Singapore: Middle East oil storage operator Horizon Terminals will expand its Singapore facility by 250,000 cubic metres by year end as it sees strong demand, the head of its largest shareholder said yesterday.
This Phase 3 of Horizon’s construction will bring its capacity to 1.2 million cubic metres and the city state’s total to 7.5 million cubic metres, part of a flurry of projects to capitalise on growing fuel oil trade in Asia’s top bunkering port.
However, troubled Mitsui Oil Asia (MOA) has terminated its lease agreement. MOA had been due to start occupying the 130,000 cubic metres of tank space in stages from next month, as the main tenant under Phase 2.
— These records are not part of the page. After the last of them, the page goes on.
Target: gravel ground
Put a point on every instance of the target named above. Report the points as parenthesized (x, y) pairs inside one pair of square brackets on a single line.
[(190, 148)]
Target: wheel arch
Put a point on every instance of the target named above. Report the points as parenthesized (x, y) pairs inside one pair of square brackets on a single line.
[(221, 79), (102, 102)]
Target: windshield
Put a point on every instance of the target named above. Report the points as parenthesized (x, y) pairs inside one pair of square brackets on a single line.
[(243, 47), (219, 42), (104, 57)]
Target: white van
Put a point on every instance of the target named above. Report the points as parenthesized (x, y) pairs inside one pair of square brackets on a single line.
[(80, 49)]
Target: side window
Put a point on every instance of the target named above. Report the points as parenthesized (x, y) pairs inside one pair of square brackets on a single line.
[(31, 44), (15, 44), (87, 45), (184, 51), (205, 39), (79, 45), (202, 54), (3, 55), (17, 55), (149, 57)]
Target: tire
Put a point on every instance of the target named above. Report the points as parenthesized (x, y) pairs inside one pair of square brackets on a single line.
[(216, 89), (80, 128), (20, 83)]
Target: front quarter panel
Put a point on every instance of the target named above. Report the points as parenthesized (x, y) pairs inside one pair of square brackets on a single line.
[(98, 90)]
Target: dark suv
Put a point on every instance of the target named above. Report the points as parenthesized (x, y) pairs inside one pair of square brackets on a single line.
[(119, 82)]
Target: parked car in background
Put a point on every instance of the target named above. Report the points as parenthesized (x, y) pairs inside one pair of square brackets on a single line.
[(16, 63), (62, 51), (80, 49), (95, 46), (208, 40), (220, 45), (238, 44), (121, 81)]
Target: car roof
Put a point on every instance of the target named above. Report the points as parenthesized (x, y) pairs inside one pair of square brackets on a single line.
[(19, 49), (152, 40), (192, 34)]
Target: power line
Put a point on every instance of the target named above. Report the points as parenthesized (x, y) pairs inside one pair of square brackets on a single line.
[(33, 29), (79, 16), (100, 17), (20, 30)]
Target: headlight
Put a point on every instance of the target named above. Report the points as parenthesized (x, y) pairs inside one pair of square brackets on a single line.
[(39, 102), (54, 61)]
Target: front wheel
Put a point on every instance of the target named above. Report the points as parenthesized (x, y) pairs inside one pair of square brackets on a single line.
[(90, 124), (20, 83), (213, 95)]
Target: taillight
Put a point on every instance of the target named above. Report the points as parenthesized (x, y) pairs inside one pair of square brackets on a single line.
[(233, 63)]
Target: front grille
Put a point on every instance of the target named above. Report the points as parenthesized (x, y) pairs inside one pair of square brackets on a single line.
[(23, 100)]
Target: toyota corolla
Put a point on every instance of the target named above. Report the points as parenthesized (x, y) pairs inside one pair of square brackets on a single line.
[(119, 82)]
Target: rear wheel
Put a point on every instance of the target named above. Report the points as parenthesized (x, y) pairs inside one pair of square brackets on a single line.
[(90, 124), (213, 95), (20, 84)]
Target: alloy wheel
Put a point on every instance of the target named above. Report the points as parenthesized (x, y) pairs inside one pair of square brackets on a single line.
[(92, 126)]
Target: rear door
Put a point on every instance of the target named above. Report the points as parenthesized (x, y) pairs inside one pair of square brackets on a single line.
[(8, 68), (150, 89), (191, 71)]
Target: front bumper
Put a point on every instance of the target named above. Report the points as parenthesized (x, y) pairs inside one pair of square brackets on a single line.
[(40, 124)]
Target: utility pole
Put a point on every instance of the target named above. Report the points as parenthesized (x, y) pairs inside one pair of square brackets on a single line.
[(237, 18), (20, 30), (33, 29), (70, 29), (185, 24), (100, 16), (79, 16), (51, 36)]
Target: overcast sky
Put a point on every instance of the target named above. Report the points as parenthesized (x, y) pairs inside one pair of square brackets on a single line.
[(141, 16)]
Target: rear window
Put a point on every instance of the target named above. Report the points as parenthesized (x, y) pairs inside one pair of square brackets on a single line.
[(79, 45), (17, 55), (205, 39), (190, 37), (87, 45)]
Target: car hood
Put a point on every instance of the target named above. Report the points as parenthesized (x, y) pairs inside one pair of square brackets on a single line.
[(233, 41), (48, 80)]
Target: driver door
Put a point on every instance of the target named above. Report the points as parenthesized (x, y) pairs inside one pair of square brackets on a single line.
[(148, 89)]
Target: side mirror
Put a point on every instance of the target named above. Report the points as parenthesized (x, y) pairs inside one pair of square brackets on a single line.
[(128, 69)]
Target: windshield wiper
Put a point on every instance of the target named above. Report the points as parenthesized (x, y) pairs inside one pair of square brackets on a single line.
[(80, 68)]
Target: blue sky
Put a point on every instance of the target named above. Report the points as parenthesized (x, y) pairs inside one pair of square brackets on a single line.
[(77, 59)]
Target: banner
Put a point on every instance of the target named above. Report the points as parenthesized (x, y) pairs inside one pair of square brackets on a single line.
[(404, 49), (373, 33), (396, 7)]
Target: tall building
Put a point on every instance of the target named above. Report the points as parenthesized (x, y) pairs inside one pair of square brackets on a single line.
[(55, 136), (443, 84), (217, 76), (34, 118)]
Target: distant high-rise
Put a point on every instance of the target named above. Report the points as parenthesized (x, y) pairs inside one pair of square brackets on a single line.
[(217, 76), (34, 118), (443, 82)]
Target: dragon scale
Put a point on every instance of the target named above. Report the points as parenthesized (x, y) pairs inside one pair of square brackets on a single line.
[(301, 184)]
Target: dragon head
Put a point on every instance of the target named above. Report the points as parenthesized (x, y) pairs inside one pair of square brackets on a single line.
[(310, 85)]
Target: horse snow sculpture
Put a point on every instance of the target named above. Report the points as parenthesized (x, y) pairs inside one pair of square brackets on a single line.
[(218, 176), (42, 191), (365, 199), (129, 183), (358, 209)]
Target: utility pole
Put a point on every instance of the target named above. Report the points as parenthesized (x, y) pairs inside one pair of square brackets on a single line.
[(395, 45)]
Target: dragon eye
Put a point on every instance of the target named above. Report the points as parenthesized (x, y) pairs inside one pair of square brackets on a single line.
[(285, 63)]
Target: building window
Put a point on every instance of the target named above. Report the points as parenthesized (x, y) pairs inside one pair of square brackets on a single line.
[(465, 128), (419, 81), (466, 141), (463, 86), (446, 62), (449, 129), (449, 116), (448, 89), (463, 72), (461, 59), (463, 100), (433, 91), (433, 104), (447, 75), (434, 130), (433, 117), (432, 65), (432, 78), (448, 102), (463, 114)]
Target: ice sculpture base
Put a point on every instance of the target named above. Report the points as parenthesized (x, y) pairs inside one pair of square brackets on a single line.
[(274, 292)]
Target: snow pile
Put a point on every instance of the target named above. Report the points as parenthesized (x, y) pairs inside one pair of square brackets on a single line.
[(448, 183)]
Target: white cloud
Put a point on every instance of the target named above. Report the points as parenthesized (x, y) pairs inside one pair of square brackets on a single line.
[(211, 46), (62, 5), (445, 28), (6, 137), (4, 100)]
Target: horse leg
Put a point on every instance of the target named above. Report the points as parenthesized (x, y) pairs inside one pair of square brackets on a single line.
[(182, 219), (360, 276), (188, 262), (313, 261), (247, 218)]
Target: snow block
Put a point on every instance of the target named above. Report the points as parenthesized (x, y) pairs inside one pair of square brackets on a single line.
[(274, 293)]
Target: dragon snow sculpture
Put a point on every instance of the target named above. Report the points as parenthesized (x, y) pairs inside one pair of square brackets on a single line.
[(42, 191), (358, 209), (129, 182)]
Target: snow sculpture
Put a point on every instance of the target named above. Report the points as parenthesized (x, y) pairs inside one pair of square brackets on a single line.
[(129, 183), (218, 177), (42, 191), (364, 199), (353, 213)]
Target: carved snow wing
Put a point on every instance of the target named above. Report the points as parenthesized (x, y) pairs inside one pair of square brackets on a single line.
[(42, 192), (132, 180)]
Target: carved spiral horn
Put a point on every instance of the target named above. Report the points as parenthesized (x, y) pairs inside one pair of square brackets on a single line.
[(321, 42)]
Asked about the termination, Hussain Sultan, also group chief executive of Emirates National Oil Company (Enoc), said he was not concerned.
“I’m not worried at all. There are hundreds of people queueing for the tanks. There are many, many people waiting and many requests from customers for more space,” he said.
Major players such as Vitol, as well as Russian major Lukoil – which currently does not have landed storage facilities in Singapore – are on the lookout for tankage.
MOA is the Singapore-based unit of Mitsui & Co, Japan’s second-largest trading house, which recently announced losses amounting to $81 million from naphtha trading.
A Mitsui spokesman said: “We are still negotiating the contract. We are committed to existing contracts and do not intend to cut off any contracts all of sudden.
“There is a possibility that Mitsui & Co will take over the (tank) contract. MOA has withdrawn from all naphtha trading, including physical trade, but it is still handling fuel oil and crude.”